Peter Bjorn and John have scaled down on their equipment and their personal consumption, with the band trading bottled waters for glasses of beer onstage; Yttling confesses he has yet to bathe during the tour, too. Still the band's most striking dial-back is in its sound. Known mostly for the breakout "Young Folks"—you know, that song that still coaxes a toe-tap or a whistle whenever it plays at your local grocery store—PB&J draws inspiration from five decades of rock 'n' roll on Gimme More. Cutting out the sample-heavy aesthetic they tried out on 2009's Living Thing, Peter Bjorn and John opt for economy, with only guitar, bass, drums and a lot of jangle. The pop chameleons channel John Lee Hooker, LCD Soundsytem and Suicide; the beat behind the guitar-propelled cut, "I Know You Don't Love Me," even comes from Neu!'s "Hallogallo."

But rather than package these sounds as mere revivals, Peter Bjorn and John return to the formula that made Writer's Block work so well—they carve these sounds into original tunes with bare instrumentation and direct lyrics, delivered in lingering melodies.

"For me, first comes sound, then sound with words, and then comes subject," Yttling says. "When you hear lyrics, you create a lot of the them in your own mind." Penning the majority of Peter Bjorn and John's discography (and Lykki Li's Wounded Rhymes), Yttling's sound-based lyrics add dimension to Peter Morén's murmurs. And here, the trio's most striking tracks are the sparest, like "Second Chance"—for Yttling, that's about "taking your life in your own hands because you can't count on getting another go."

Gimme More really is another go for Peter Bjorn and John. After tinkering with meandering synth lines and goth-tinged lyrics like "That pretty face is telling lies/ It's plaster more than skin" on Living Thing, this return to simplicity is welcome. They've even made those years-old tunes fit this new mold.

"We rearranged some stuff," he says. "So we just made [older songs] into guitar, bass and drums versions.
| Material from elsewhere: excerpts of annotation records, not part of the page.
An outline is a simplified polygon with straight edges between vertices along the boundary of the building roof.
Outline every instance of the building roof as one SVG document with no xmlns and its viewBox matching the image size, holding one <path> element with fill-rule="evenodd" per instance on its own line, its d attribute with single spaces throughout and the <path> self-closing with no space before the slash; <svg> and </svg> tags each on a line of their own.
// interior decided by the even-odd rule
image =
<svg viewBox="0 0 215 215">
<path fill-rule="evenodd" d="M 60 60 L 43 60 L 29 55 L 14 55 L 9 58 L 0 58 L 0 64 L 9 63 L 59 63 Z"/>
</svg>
Some of them are goofing on that, of course, but these songs feel like they can handle any sort of setting." Gimme More's surfed-out bass riffs and affirming words, like on singles "Second Chance" and "Breaker Breaker," are still lush and adventurous enough to translate in a live setting well, whether it's a small rock club or arena.

Peter Bjorn and John have played both. Opening for Depeche Mode in 2009, PB&J locked down their set in the allotted 45 minutes at venues like Madison Square Garden. Though that immense stage exposure could have inflated their egos and sonic approach, they took it as an opportunity to "be more of a punk band," says Yttling. That's the sort of spirit that defines Gimme More—bare-bones and basic, but magnetic in its own way.

"We wanted to change up the details, like different rooms on the drums and different textures with distortion," Yttling says. "Small tricks instead of big tricks. It's more of a street magician than Copperfield."